Er drückte auf den Knopf, und als kein Licht anging, zog er den Stecker heraus,
entfernte die Glühbirne und fischte im Sockel herum, ohne Erfolg. Bloß die
Birne ausgebrannt, dachte er. Ein jäher Schrei von draußen ließ ihn an die Wand
zurückweichen, doch als er sich wieder gefaßt hatte, sah er, daß es wieder
diese Binnenmöwen waren: eine ganze Kolonie hatte sich rings um die Kaminhauben
geschart. Wieder spähte er hinunter auf die Straße.
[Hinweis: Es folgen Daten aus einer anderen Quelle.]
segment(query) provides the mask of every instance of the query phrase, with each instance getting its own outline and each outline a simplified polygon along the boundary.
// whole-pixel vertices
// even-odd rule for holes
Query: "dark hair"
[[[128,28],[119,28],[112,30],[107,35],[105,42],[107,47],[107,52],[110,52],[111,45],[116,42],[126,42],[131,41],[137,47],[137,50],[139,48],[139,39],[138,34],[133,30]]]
Die beiden Eckensteher
waren verschwunden. Sie sind schon unterwegs zu mir herauf, dachte er; mein
Vorsprung ist abgelaufen. Es sind gar keine Polizisten, dachte er; es sind
Mörder. Das Motorrad mit seinem schwarzen Beiwagen stand einsam und verlassen.
Er schloß das Fenster und sinnierte, ob es wohl ein Spezial-Walhall für tote
Spione gebe, wo er und Wladimir einander wiedersehen würden und er die Dinge
richtigstellen könnte; er sagte sich, daß sein Leben lange genug gewährt habe
und daß dieser Augenblick so gut wie jeder andere sei, ihm ein Ende zu setzen.
Ohne auch nur eine Sekunde daran zu glauben.
    Die Tischlade enthielt leeres
Schreibpapier, einen Heftapparat, einen angenagten Bleistift, ein paar
Gummiringe und eine unlängst ausgestellte, nicht bezahlte Telefonrechnung über
achtundsiebzig Pfund, eine Summe, die ihm mit Wladimirs einfacher Lebensweise
in krassem Widerspruch zu stehen schien. Er öffnete den Heftapparat und fand
nichts. Er steckte die Telefonrechnung zu späterer Prüfung in die Tasche und
suchte weiter, wobei er genau wußte, daß dies eigentlich keine richtige Durchsuchung
war, daß zu einer richtigen Durchsuchung drei Männer mehrere Tage gebraucht
hätten, ehe sie mit Sicherheit hätten sagen können, es sei alles gefunden
worden, was zu finden war. Wenn er überhaupt nach etwas Bestimmtem Ausschau
hielt, dann am ehesten nach einem Adressen- oder Tagebuch oder etwas, das dem
einen oder anderen Zweck hatte dienen können, und wäre es auch nur ein Fetzchen
Papier. Er wußte, daß alte Spione, selbst die besten, manchmal wie alte
Liebhaber waren: Wenn sie in die Jahre kamen fingen sie an zu mogeln, aus
Angst, ihre Fähigkeiten könnten sie im Stich lassen. Sie behaupteten, alles im
Kopf zu haben, aber so, wie sie insgeheim ihrer Männlichkeit nachhalfen, so
schrieben sie insgeheim Dinge auf, oft in einem selbstgebastelten Code, den
jeder, der die Spielregeln kannte, innerhalb von Stunden oder Minuten knacken
konnte: Namen und Adressen von Kontakten, Unteragenten. Nichts war ihnen
heilig. Prozeduren, Treffzeiten und -orte, Decknamen, Telefonnummern, sogar
Safekombinationen, als Sozialversicherungsnummern und Geburtsdaten getarnt. Zu
seiner Zeit hatte Smiley erlebt, daß ganze Netze gefährdet wurden, nur, weil
ein Agent seinem Gedächtnis nicht mehr traute. Er glaubte nicht, daß dies bei
Wladimir der Fall gewesen war, aber es gab immer ein Erstesmal.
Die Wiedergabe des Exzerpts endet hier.